The light breeze stirs my hair, the ends of the wispy strands lightly probing my face like the feelers of a hundred curious insects. I put down my book. It’s too hot out for Faulkner today; the weight of his words combined with the weight of the heat makes me tired. The brightness is too intense for such dark philosophies of the world, though I must admit I believe them even when the sun is shining. Still, just because something is true does not mean one must be constantly aware of it, right? Some things should be forgotten if they cannot be immediately resolved.
But then I suppose there are times when something must be thought about constantly until a resolution occurs. They might as well all be those times, though, because I can’t seem to stop thinking about anything that could be perceived as a problem.

Happythoughts. I try to have happythoughts.

I like it when I paint or draw all day, without realizing the day has passed. Upstairs as natural light fades to lamplight, my skin being continually smudged by acrylics or watercolors or charcoal.

I like it when I finish something.

I like to hear small things and listen to the silence around the sound, the big soft blank that is the vessel for the floating bits of audio.

I like octopi. I really do; they are adorable and amazing creatures.

I like things I should probably have grown out of by now; things like glitter nail polish, stuffed animals and rainbow things. They are in my Secret Stash of Things I Like, though, things I don’t generally like to admit. They keep company with Lady Gaga and Bud Light and getting pretty new things. Don’t tell anyone I told you that, though; it'll be Our Little Secret.

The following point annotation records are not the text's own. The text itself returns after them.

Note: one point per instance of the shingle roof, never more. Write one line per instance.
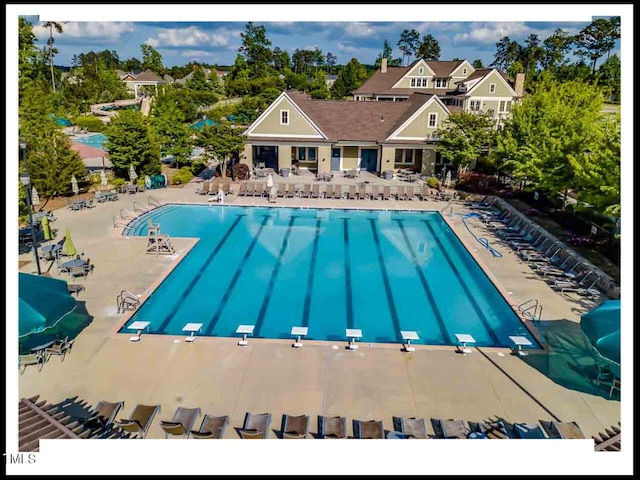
(347, 120)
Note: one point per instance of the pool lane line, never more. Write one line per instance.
(272, 280)
(463, 284)
(196, 278)
(387, 284)
(234, 280)
(425, 285)
(347, 267)
(306, 311)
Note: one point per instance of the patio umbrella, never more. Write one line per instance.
(133, 176)
(46, 228)
(68, 248)
(602, 327)
(35, 198)
(74, 185)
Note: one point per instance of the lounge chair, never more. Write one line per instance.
(411, 427)
(529, 431)
(212, 427)
(255, 426)
(102, 416)
(332, 427)
(368, 429)
(566, 430)
(38, 358)
(295, 427)
(450, 428)
(181, 423)
(140, 420)
(60, 347)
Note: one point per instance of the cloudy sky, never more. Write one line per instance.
(360, 33)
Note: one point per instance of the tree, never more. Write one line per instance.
(507, 52)
(596, 39)
(464, 137)
(556, 48)
(349, 78)
(151, 59)
(58, 28)
(408, 43)
(546, 139)
(429, 49)
(330, 61)
(131, 141)
(222, 143)
(255, 47)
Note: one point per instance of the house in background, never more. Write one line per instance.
(455, 82)
(333, 135)
(135, 81)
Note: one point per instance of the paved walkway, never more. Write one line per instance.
(323, 378)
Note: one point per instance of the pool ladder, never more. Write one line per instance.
(531, 309)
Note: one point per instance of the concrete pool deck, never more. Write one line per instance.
(322, 378)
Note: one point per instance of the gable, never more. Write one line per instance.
(417, 126)
(269, 123)
(482, 87)
(405, 80)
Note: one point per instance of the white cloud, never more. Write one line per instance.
(491, 33)
(190, 37)
(93, 30)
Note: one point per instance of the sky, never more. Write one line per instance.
(217, 42)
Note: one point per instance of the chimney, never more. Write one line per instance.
(519, 85)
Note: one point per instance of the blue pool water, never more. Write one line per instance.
(329, 270)
(96, 141)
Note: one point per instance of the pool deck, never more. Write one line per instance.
(322, 378)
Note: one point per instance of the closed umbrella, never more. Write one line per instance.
(602, 327)
(74, 185)
(133, 176)
(35, 198)
(46, 228)
(68, 248)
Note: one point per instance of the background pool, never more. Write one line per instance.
(329, 270)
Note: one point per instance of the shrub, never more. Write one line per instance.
(182, 176)
(93, 124)
(433, 182)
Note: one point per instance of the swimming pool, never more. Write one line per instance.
(96, 141)
(379, 271)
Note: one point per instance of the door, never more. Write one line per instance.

I like art. I aspire to be an artist one day, and enjoy most things that could be put in the category of “art”. Artists can be a lot of things. Artists can be flaky, artists can be mentally and emotionally troubled, artists can blur lines others might not—in life and on paper. My brother aspires to be a lawyer, and is well on his way. He tends to enjoy things of a more political or scientific nature, and I tend to enjoy things of edgy creativity in the arts. However, art and science often overlap, I’ve realized, as do my interests and my brother’s. We both enjoy music, and the making of it; we both feel a need for facts and logic in order to be persuaded of anything. However, he is a serene pool of rational waters, rippling occasionally, splashing briefly at the deliberate throw of a stone, while I am an icy river: a crust of cold, hard logic, with sensitivities and emotions and romance rushing wildly—dangerously—right beneath. The river leaks through the inevitable cracks in the crust, and if the crust is broken the flood will come rushing forth, refusing to be contained. But always, always the crust of rationalism seeks to contain the use of emotions as motive.

I like reading and writing; I like poetry and ceremonies.

I like new pens, sharp shadows, and textures. But not all textures; some make my skin crawl for no particular reason.

I like love stories, though I generally don’t believe them. At least not as commonplace. Logically it is just not likely that most people will experience an absolutely wonderful one, no matter what all the romantic comedies say. Though I do enjoy those with a bowl of ice cream on an exasperated evening.

And I like William Faulkner, even on hot days.